“The number of women civil engineers is encouragingly on the rise in India,” says Dr. Aparna (Dey) Ghosh, Associate Professor – Department of Civil Engineering, Bengal Engineering and Science University, Shibpur, Howrah.
Dr. Ghosh entered Jadavpur University to pursue a Bachelor’s degree in Civil Engineering in 1989 and topped with Gold Medal. “I was then very keen to join the industry rather than make a career in academics,” she says. Although she obtained a very good percentile in GATE, Dr. Ghosh joined Development Consultants Pvt. Ltd, a civil consulting firm in Kolkata. She worked under senior engineers in the area of thermal power plants for a year and left to pursue her Master’s in Structural Engineering for the next two years at IIT-Kanpur.
Later, Dr. Ghosh joined M.N. Dastur and Co. where she gained experience in steel design and fabrication for four years. “However, I wanted to pursue research as well and finally left Dastur and Co. and took up a full-time research position at my alma mater, Jadavpur University, as a Senior Research Fellow,” she explains.
Dr. Ghosh worked on liquid dampers for aseismic design of structures and in 2003 she joined the erstwhile Bengal Engineering College, Shibpur, as a Lecturer and is currently Associate Professor. She obtained her Ph.D. in 2004. “My areas of interest include vibration control of structures, structural dynamics and seismic design of structures,” she notes.

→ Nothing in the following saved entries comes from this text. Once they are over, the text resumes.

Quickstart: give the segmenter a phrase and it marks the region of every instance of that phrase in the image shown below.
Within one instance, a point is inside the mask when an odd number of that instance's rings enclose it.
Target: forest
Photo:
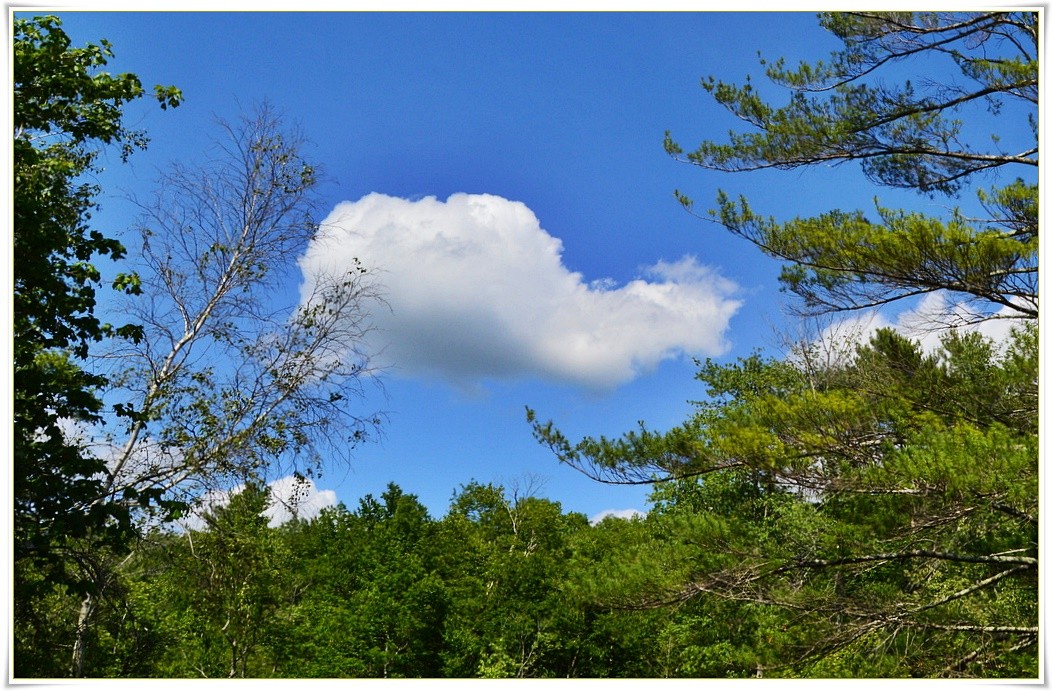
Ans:
[[[840,50],[762,61],[783,101],[705,79],[744,129],[665,134],[688,170],[850,164],[936,200],[780,220],[675,193],[783,263],[800,320],[939,295],[931,338],[699,360],[666,430],[570,439],[526,408],[554,459],[650,486],[632,519],[472,481],[441,517],[392,483],[271,525],[268,478],[353,463],[382,428],[370,267],[267,305],[319,209],[303,135],[266,104],[165,173],[134,247],[95,228],[103,152],[149,144],[128,104],[183,94],[16,18],[12,679],[1039,678],[1041,19],[823,14]]]

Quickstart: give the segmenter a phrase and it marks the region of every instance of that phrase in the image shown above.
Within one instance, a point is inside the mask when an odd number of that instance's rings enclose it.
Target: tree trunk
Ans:
[[[73,660],[70,664],[70,675],[84,676],[84,648],[91,618],[95,613],[95,598],[85,595],[80,603],[80,614],[77,616],[77,632],[73,639]]]

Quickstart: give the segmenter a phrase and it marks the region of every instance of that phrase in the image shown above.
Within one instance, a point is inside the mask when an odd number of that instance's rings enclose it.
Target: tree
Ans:
[[[703,83],[758,132],[685,156],[667,135],[667,150],[722,171],[854,161],[878,185],[929,196],[1036,168],[1035,13],[822,24],[845,46],[830,61],[767,66],[793,91],[784,107],[751,83]],[[939,60],[959,74],[927,78]],[[921,86],[876,80],[897,63],[921,68]],[[963,115],[982,108],[1022,119],[1030,140],[981,148]],[[978,196],[987,219],[878,205],[879,222],[839,209],[780,222],[724,193],[710,217],[788,262],[782,280],[805,314],[947,291],[948,324],[1016,318],[1004,343],[949,331],[926,352],[884,331],[833,357],[808,343],[784,360],[709,361],[708,398],[684,424],[619,439],[571,443],[528,411],[537,438],[597,480],[676,483],[697,501],[678,528],[702,547],[692,571],[631,606],[716,597],[791,615],[777,663],[757,658],[768,674],[1036,676],[1037,186]]]
[[[366,270],[319,277],[271,304],[319,232],[318,173],[266,104],[220,123],[217,155],[176,165],[142,204],[143,337],[113,353],[121,430],[106,490],[147,506],[192,502],[268,472],[312,474],[380,424],[351,401],[373,378],[361,349],[378,295]],[[278,463],[291,465],[280,468]]]
[[[417,498],[388,485],[295,526],[297,594],[280,613],[275,675],[441,676],[446,586],[435,564],[435,523]]]
[[[201,525],[156,532],[135,553],[123,580],[139,620],[132,638],[149,644],[135,660],[138,676],[271,675],[270,647],[284,634],[278,612],[298,575],[268,525],[272,502],[270,488],[250,483],[204,512]]]
[[[51,675],[34,660],[54,659],[43,610],[55,588],[89,591],[96,552],[124,550],[133,535],[127,507],[98,500],[105,460],[71,427],[101,420],[107,379],[85,364],[97,344],[140,335],[95,314],[102,274],[93,262],[121,260],[125,248],[92,227],[99,188],[89,176],[106,146],[122,160],[146,146],[124,124],[124,109],[146,92],[133,74],[101,71],[113,57],[107,41],[72,47],[56,17],[16,19],[13,38],[16,670]],[[182,99],[170,86],[154,95],[162,109]],[[138,279],[119,274],[113,288],[135,293]]]
[[[267,525],[271,501],[268,487],[250,483],[205,514],[205,530],[187,532],[181,568],[169,572],[190,586],[182,609],[193,635],[169,651],[184,674],[244,678],[266,669],[259,649],[275,630],[289,564]]]
[[[666,150],[718,171],[857,162],[877,185],[928,196],[956,196],[998,170],[1019,177],[977,192],[986,218],[958,209],[940,218],[878,202],[875,217],[835,209],[782,222],[724,192],[709,217],[785,260],[782,280],[807,313],[949,291],[967,307],[957,321],[998,310],[1035,318],[1037,13],[832,13],[821,23],[844,42],[829,61],[795,70],[783,60],[764,63],[767,76],[791,90],[788,105],[765,103],[751,82],[703,82],[757,131],[706,141],[686,154],[666,133]],[[916,78],[897,87],[876,79],[902,65],[916,65]],[[930,77],[952,70],[942,81]],[[1006,118],[1020,127],[1005,128]],[[969,127],[973,119],[1002,127],[1005,136],[981,141]]]
[[[357,515],[364,537],[357,588],[348,598],[356,676],[440,676],[446,588],[436,573],[435,524],[416,496],[389,484],[380,501],[371,495]]]
[[[933,354],[883,331],[837,368],[754,356],[699,378],[710,400],[665,434],[571,445],[535,427],[593,475],[683,483],[659,496],[691,502],[674,524],[690,570],[623,605],[791,613],[807,625],[771,675],[1036,675],[1035,329]]]
[[[91,227],[99,189],[87,176],[104,146],[124,159],[147,143],[123,122],[145,95],[138,77],[99,71],[113,56],[105,40],[70,44],[56,17],[14,22],[14,549],[16,561],[47,562],[48,583],[76,582],[56,553],[67,538],[127,538],[125,509],[93,501],[104,461],[67,423],[100,419],[106,379],[84,365],[95,344],[138,335],[95,315],[102,277],[92,262],[125,249]],[[173,87],[155,95],[162,108],[181,100]],[[113,286],[138,288],[130,274]]]
[[[476,482],[462,487],[440,525],[449,583],[444,674],[450,677],[567,677],[578,662],[580,612],[561,586],[571,536],[584,516],[531,496]]]
[[[379,298],[365,269],[315,277],[300,304],[273,304],[319,232],[302,138],[266,104],[221,130],[212,160],[173,166],[142,203],[142,296],[125,307],[141,333],[107,354],[107,395],[127,424],[106,430],[94,503],[141,523],[277,472],[320,473],[380,425],[350,408],[375,381],[361,346]],[[89,595],[79,631],[91,617]]]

On the role of women civil engineers in India, Dr. Ghosh says, “Earlier, there was this notion that when you see two distant objects in an expanse of green under a shimmering noonday sun, one is a cow and the other, in all probability, is a civil engineer! Now people have come to realise that there is a stunning versatility in this particular engineering discipline, which has been truly called the mother of all engineering.”
Women civil engineers in industry have good job options in design firms and in project management. Long-term site jobs are less appealing chiefly because they are physically more taxing and the living conditions may not be very suitable. However, the occasional site visit should present no problems and should be availed of to expand the engineer’s practical understanding of the subject. The popular Structural Engineering discipline presents research choices in earthquake and wind engineering, composite materials, uncertainty and reliability analysis, high performance steel and concrete etc.
Environmental engineering, water resources engineering, geotechnical engineering and transportation engineering are the other major civil engineering specialisations for women engineers, Dr. Ghosh concludes.